Whatever Happened to Murphy’s Law?

“Anything that can go wrong, will go wrong.” That’s Murphy’s Law, and most of us over the age of 30 probably heard it for the first time in high school. Whether we knew it or not, it was our first brush with philosophy. But then, like so many other iconic principles from the 20th Century, it just went away.

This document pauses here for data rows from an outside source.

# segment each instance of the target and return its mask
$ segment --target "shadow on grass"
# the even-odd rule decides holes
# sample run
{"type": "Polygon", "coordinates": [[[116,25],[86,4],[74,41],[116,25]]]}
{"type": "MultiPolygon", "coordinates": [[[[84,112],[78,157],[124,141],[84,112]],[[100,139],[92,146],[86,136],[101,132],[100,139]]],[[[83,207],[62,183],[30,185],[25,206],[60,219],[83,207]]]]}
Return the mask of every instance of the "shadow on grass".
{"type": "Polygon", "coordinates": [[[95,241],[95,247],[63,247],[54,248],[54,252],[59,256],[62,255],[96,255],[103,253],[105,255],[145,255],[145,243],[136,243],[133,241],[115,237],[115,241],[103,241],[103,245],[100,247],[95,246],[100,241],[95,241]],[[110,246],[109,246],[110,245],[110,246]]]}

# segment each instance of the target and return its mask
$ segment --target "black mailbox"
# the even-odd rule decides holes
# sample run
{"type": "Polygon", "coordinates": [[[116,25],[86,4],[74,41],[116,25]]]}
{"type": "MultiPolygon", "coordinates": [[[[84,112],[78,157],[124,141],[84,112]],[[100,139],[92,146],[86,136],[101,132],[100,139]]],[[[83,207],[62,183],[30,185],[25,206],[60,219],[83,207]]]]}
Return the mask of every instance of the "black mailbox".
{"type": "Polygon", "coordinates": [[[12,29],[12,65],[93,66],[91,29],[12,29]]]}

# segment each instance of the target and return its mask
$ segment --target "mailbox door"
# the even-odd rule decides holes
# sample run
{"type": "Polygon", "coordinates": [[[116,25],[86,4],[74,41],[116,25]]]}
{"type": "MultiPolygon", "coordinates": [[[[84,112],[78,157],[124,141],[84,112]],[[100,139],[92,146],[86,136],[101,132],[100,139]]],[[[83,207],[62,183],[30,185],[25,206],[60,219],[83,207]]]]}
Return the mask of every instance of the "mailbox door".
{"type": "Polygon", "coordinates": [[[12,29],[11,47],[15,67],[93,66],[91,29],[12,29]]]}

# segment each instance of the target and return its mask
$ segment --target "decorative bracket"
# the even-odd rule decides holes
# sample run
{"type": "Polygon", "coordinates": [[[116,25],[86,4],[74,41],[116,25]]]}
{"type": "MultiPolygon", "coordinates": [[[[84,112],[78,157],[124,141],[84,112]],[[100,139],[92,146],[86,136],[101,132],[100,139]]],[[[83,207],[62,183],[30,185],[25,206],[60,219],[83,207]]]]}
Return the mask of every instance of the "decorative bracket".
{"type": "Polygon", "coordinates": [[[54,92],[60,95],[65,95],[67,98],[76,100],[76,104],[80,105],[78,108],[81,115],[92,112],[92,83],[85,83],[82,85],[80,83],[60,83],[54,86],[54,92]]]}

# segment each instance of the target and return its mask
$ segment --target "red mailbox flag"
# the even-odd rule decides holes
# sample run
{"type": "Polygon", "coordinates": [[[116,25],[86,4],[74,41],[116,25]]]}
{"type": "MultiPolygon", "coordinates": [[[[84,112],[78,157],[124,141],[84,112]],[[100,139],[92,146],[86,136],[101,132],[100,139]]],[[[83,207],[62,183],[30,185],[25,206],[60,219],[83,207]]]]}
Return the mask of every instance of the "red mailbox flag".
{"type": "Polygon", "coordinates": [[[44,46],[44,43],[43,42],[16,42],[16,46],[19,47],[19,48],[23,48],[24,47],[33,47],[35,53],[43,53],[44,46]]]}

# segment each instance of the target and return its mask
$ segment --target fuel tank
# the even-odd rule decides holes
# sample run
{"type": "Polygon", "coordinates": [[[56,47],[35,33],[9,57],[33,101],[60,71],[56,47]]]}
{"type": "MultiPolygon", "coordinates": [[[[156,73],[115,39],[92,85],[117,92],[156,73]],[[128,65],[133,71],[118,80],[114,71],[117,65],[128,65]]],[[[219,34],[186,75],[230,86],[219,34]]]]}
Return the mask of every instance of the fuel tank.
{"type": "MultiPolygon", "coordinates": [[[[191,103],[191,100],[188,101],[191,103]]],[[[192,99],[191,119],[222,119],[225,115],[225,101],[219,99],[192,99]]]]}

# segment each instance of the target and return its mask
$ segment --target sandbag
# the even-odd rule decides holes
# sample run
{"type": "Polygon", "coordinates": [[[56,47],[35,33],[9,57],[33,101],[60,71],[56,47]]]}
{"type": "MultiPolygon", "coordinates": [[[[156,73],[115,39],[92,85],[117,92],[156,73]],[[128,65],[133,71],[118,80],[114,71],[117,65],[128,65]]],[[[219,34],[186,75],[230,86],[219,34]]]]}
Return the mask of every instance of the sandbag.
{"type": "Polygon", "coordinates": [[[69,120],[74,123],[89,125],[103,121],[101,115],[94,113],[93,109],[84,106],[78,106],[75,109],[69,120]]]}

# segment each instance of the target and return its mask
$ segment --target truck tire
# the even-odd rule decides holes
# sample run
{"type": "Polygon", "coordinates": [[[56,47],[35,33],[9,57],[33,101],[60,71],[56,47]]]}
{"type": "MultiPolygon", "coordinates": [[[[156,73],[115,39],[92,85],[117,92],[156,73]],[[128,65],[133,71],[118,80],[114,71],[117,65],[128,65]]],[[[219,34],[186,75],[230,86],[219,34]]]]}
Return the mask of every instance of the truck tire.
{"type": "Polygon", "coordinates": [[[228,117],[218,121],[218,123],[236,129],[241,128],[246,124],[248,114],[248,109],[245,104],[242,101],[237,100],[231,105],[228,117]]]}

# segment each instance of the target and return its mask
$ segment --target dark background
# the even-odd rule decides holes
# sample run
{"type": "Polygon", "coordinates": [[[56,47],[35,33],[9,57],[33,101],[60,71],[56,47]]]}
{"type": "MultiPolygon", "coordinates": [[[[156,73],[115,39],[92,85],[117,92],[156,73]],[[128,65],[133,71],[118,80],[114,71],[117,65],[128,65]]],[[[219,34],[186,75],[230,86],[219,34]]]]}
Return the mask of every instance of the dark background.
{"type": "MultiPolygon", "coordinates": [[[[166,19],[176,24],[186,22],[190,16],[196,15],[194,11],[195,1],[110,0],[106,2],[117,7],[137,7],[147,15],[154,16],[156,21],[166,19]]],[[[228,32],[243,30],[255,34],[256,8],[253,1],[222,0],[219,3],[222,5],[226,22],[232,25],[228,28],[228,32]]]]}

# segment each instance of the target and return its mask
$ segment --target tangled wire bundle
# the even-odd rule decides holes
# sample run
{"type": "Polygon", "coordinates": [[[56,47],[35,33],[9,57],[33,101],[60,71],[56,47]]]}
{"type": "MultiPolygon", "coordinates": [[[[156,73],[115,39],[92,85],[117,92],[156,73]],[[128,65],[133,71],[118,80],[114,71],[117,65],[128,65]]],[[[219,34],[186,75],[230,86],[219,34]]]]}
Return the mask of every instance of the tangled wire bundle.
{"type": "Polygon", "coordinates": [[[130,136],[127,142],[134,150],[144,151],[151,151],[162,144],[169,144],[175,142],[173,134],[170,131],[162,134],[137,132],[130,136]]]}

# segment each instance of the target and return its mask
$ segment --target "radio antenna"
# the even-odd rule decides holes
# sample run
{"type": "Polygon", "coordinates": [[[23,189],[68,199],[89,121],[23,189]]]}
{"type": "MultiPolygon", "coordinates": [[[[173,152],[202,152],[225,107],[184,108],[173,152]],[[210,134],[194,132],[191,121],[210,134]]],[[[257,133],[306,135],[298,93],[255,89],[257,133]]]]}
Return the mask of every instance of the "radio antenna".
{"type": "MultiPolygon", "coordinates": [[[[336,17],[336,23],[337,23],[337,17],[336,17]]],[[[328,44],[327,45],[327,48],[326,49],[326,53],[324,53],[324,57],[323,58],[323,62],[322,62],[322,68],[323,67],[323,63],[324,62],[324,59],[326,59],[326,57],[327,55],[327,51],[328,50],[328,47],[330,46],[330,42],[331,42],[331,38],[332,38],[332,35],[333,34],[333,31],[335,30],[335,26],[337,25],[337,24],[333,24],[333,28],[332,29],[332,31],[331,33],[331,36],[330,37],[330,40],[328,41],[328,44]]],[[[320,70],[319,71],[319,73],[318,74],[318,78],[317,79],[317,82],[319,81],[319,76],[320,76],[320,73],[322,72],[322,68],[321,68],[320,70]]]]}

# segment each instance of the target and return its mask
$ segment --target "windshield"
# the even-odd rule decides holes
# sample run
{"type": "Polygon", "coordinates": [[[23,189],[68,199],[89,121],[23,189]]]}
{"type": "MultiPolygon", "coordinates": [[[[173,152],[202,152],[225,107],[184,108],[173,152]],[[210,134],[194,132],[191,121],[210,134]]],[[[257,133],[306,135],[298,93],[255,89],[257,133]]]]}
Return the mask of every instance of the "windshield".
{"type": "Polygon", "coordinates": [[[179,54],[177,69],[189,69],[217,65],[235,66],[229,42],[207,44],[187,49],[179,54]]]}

Throughout the 1970s and 1980s, an endless parade of “glass-half-full” happy talkers and human resource motivators and self-help gurus bombarded us with platitudes like “Failure is not an option,” and “Life rewards the risk takers,” and “Success is just a matter of learning to manage the expectations of others.” Murphy’s Law was deemed to be too pessimistic and negative for this new culture that preached unbounded positivity in all aspects of modern life. The final nail in the coffin was Y2K. Never before had a potential calamity been subjected to study and pre-planning with such attention to ultimate disastrous consequence as this predicted failure of the world’s computer systems. But then, when midnight December 31, 1999 arrived— nothing bad happened. Everything that could go wrong, didn’t go wrong, and Americans mistakenly assumed that Murphy’s Law no longer applied. Then came the 21st Century.

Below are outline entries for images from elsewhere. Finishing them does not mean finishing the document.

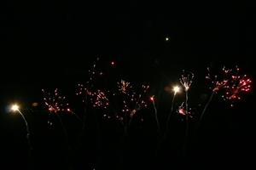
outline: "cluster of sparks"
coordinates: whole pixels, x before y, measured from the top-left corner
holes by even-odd
[[[123,104],[124,108],[121,110],[121,112],[126,114],[130,113],[130,117],[131,118],[133,115],[141,110],[142,108],[147,106],[146,102],[143,99],[143,97],[149,86],[142,86],[143,93],[138,94],[137,97],[135,93],[129,94],[126,89],[131,88],[132,87],[130,86],[130,82],[127,82],[125,81],[121,80],[120,82],[118,82],[119,85],[119,91],[121,94],[126,94],[127,96],[130,96],[130,99],[126,100],[125,98],[123,98]],[[116,95],[116,94],[113,94],[113,95]],[[96,93],[94,93],[92,96],[95,96],[96,101],[93,102],[94,107],[100,107],[109,110],[110,112],[113,113],[116,117],[118,117],[119,120],[123,120],[124,117],[118,114],[118,110],[116,110],[115,108],[110,104],[108,98],[106,96],[105,93],[98,90]]]
[[[224,99],[240,99],[241,96],[239,95],[240,92],[247,92],[250,90],[252,81],[249,78],[247,78],[247,75],[239,76],[238,71],[239,68],[236,67],[236,75],[231,75],[232,70],[226,70],[225,67],[223,68],[224,76],[222,79],[218,80],[217,76],[215,79],[212,80],[210,76],[210,73],[207,79],[210,80],[213,84],[212,92],[217,92],[218,90],[225,90],[225,94],[223,95]],[[209,71],[209,69],[208,69]]]
[[[182,77],[179,80],[180,83],[183,86],[185,91],[188,91],[189,89],[190,85],[192,84],[194,74],[191,73],[192,75],[191,78],[189,77],[189,75],[190,74],[188,74],[188,76],[184,76],[184,71],[183,71],[183,74],[182,75]]]
[[[121,82],[118,82],[118,85],[119,85],[119,90],[121,92],[121,93],[123,93],[123,94],[128,94],[129,95],[129,94],[127,94],[127,89],[128,88],[132,88],[132,86],[130,86],[130,82],[125,82],[125,81],[124,81],[124,80],[121,80]]]
[[[69,110],[67,108],[68,106],[68,104],[62,104],[61,102],[63,99],[65,99],[65,97],[61,97],[58,95],[57,88],[54,91],[54,95],[52,97],[46,97],[44,98],[44,104],[48,106],[48,110],[51,113],[57,113],[61,110]],[[45,94],[44,90],[42,89],[42,91]],[[50,96],[50,93],[48,94],[49,96]],[[66,109],[66,110],[65,110]]]
[[[236,74],[231,76],[230,85],[226,87],[226,98],[229,99],[240,99],[239,96],[240,92],[247,92],[249,91],[251,86],[250,83],[252,81],[249,78],[247,78],[247,75],[242,76],[238,75],[239,68],[236,66]]]
[[[223,68],[223,71],[224,72],[224,75],[222,80],[218,80],[217,76],[215,76],[214,80],[212,80],[210,75],[209,68],[207,68],[207,70],[208,70],[208,75],[206,76],[206,78],[212,83],[213,88],[211,88],[211,89],[212,89],[212,92],[217,92],[227,87],[227,82],[228,82],[227,75],[231,71],[231,70],[226,70],[225,67]]]
[[[192,117],[192,116],[190,115],[191,112],[191,108],[188,109],[188,110],[186,110],[185,107],[183,106],[184,102],[183,102],[177,109],[177,113],[183,115],[183,116],[186,116],[188,115],[189,117]]]

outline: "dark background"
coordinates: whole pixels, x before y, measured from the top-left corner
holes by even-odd
[[[91,83],[114,92],[117,82],[131,82],[148,107],[132,120],[123,151],[123,169],[253,169],[255,152],[254,56],[255,6],[251,3],[15,3],[1,5],[1,169],[29,169],[26,125],[19,114],[5,110],[19,103],[28,122],[34,169],[65,169],[67,144],[57,117],[47,124],[44,94],[58,88],[61,96],[83,118],[83,95],[79,83]],[[169,41],[166,41],[166,37]],[[97,61],[97,59],[98,61]],[[114,66],[111,62],[114,61]],[[92,76],[96,65],[96,75]],[[213,96],[198,133],[192,138],[200,114],[211,95],[205,76],[222,76],[222,68],[241,69],[253,81],[241,99]],[[179,84],[183,70],[195,75],[189,91],[189,145],[183,159],[184,117],[172,116],[166,141],[155,157],[157,126],[150,96],[156,97],[162,129],[173,94],[164,90]],[[160,93],[160,95],[159,94]],[[177,94],[174,110],[184,101]],[[37,106],[32,105],[36,102]],[[65,103],[64,102],[64,103]],[[234,107],[230,103],[234,102]],[[201,105],[201,106],[199,106]],[[71,147],[73,169],[116,169],[120,167],[123,127],[104,110],[94,111],[89,102],[86,128],[79,140],[81,122],[60,112]],[[168,112],[169,111],[169,112]],[[173,111],[174,112],[174,111]],[[111,114],[110,114],[111,115]],[[143,120],[143,121],[142,121]]]

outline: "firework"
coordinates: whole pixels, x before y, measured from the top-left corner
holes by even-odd
[[[176,94],[179,91],[179,88],[177,86],[174,87],[173,91],[174,91],[174,94],[173,94],[172,101],[171,112],[169,113],[169,116],[168,116],[168,118],[167,118],[167,121],[166,121],[166,131],[165,131],[165,134],[164,134],[164,137],[163,137],[162,140],[164,140],[166,139],[166,133],[167,133],[167,130],[168,130],[168,128],[169,128],[169,122],[170,122],[170,118],[171,118],[171,114],[173,110],[174,99],[175,99]]]
[[[23,114],[21,113],[21,111],[19,110],[19,106],[18,105],[13,105],[12,106],[12,110],[13,111],[16,111],[17,110],[21,115],[21,116],[22,116],[22,118],[23,118],[23,120],[25,122],[26,128],[26,133],[26,133],[26,139],[27,139],[28,146],[29,146],[29,156],[30,156],[30,159],[32,160],[32,157],[31,157],[32,147],[31,147],[31,143],[30,143],[30,139],[29,139],[29,129],[28,129],[27,122],[26,122],[25,116],[23,116]]]
[[[224,96],[228,99],[240,99],[240,92],[247,92],[250,90],[252,81],[247,78],[247,75],[242,76],[238,75],[239,68],[236,66],[236,74],[231,76],[229,85],[226,87],[227,92]]]
[[[189,110],[186,110],[185,107],[183,106],[184,105],[184,102],[183,102],[177,109],[176,112],[179,115],[182,115],[182,116],[185,116],[189,117],[192,117],[191,116],[191,108],[189,108]]]
[[[192,80],[194,78],[194,74],[191,73],[192,76],[189,80],[190,75],[188,74],[188,76],[184,76],[184,71],[182,77],[179,79],[180,83],[184,87],[184,90],[187,92],[189,89],[190,85],[192,84]]]
[[[124,80],[121,80],[120,82],[118,82],[118,85],[119,85],[119,91],[120,91],[122,94],[127,94],[129,95],[129,94],[127,94],[126,90],[128,88],[131,88],[132,86],[130,86],[130,82],[125,82],[125,81]]]
[[[42,91],[45,94],[44,89],[42,89]],[[67,150],[69,150],[70,148],[69,148],[69,143],[68,143],[68,139],[67,139],[67,131],[66,131],[65,126],[63,124],[63,122],[62,122],[61,116],[58,114],[58,112],[61,111],[61,110],[70,111],[70,110],[68,108],[67,108],[68,104],[64,104],[63,105],[61,103],[65,99],[65,97],[61,97],[61,96],[58,95],[57,88],[55,89],[53,96],[50,97],[50,95],[51,95],[50,93],[49,93],[49,97],[47,96],[46,98],[44,98],[44,104],[48,106],[48,110],[49,111],[48,123],[52,125],[52,122],[50,121],[50,116],[54,117],[55,115],[57,116],[57,117],[59,118],[60,122],[62,126],[63,132],[64,132],[64,134],[65,134],[65,137],[66,137]]]
[[[48,110],[49,111],[49,119],[48,123],[52,125],[52,122],[50,121],[50,116],[53,116],[53,114],[57,115],[58,111],[64,111],[67,110],[67,106],[68,106],[68,104],[62,104],[62,101],[65,99],[65,97],[61,97],[58,95],[57,88],[55,89],[53,96],[51,96],[51,94],[49,93],[48,95],[44,92],[44,89],[42,89],[42,92],[44,93],[46,95],[45,98],[44,98],[45,105],[48,106]]]
[[[191,78],[189,80],[189,74],[188,74],[187,76],[184,76],[184,71],[183,74],[182,75],[182,78],[180,78],[180,83],[183,86],[184,90],[186,92],[186,100],[185,100],[185,110],[183,109],[183,105],[181,105],[182,107],[178,110],[179,112],[183,113],[184,112],[184,115],[186,116],[186,137],[185,137],[185,141],[184,141],[184,145],[183,145],[183,159],[185,159],[185,153],[186,153],[186,147],[187,147],[187,140],[189,138],[189,112],[188,112],[188,91],[192,84],[192,80],[194,77],[194,74],[191,73]]]
[[[226,70],[225,67],[224,67],[223,71],[224,72],[224,75],[221,80],[218,80],[217,76],[214,76],[214,79],[212,79],[209,68],[207,68],[207,70],[208,75],[206,76],[206,78],[209,80],[213,85],[213,88],[210,88],[210,89],[212,89],[212,92],[217,92],[218,90],[225,88],[227,87],[227,76],[231,71],[231,70]]]
[[[201,115],[199,122],[196,125],[196,128],[195,128],[195,133],[197,131],[197,128],[198,128],[198,127],[199,127],[199,125],[201,122],[201,119],[202,119],[202,117],[205,114],[207,107],[208,106],[208,105],[212,101],[212,96],[214,95],[214,94],[216,94],[217,91],[218,91],[218,90],[225,89],[228,87],[228,82],[229,82],[228,76],[229,76],[229,74],[230,73],[230,71],[232,70],[226,70],[225,67],[223,67],[222,71],[224,71],[224,76],[221,79],[218,79],[217,76],[214,76],[214,79],[212,79],[209,68],[207,68],[207,71],[208,71],[208,75],[206,76],[206,78],[207,80],[209,80],[211,82],[211,83],[212,84],[212,88],[210,88],[210,89],[212,89],[212,94],[210,97],[210,99],[207,103],[205,108],[203,109],[203,111]]]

In the last decade, America has suffered through the Stock Market plunge of late 2000, followed by 9/11, followed by Enron, followed by the embarrassing and pathetic military failures in Iraq and Afghanistan, followed by the in-flight destruction of the space shuttle, Columbia, followed by Hurricane Katrina, followed by the real estate bubble collapse and subsequent epidemic of home foreclosures, followed by the bankruptcy of Lehman Brothers and skyrocketing unemployment, followed by the BP oil disaster in the Gulf of Mexico, followed by an instantaneous 1000 point drop in the DOW. And if that wasn’t enough, there’s the disgusting, dirty little secret that many wing-nut Americans see the election of a black President as yet another tragic failure in “the system.” What all of these events have in common is that they came as a complete surprise to just about every American, including the people in high places who were being paid big money to avoid being surprised. Surprise is what you get when you ignore Murphy’s Law. Only the surprise of Hurricane Katrina was excusable.

So now, as we enter the second decade of this dysfunctional 21st Century, it should be evident to everyone that Murphy’s Law is still alive and well. It’s always been true that the failure to imagine and anticipate a downside betrays a shallowness of intellect, and this is the case now more than ever before. Recapturing our healthy sense of modern reality means ignoring the happy talkers, and realizing that failure is not optional— it’s inevitable, and appreciating the fact that carnival magicians are the only people who can reliably count on achieving success in their chosen profession simply by managing the expectations of others.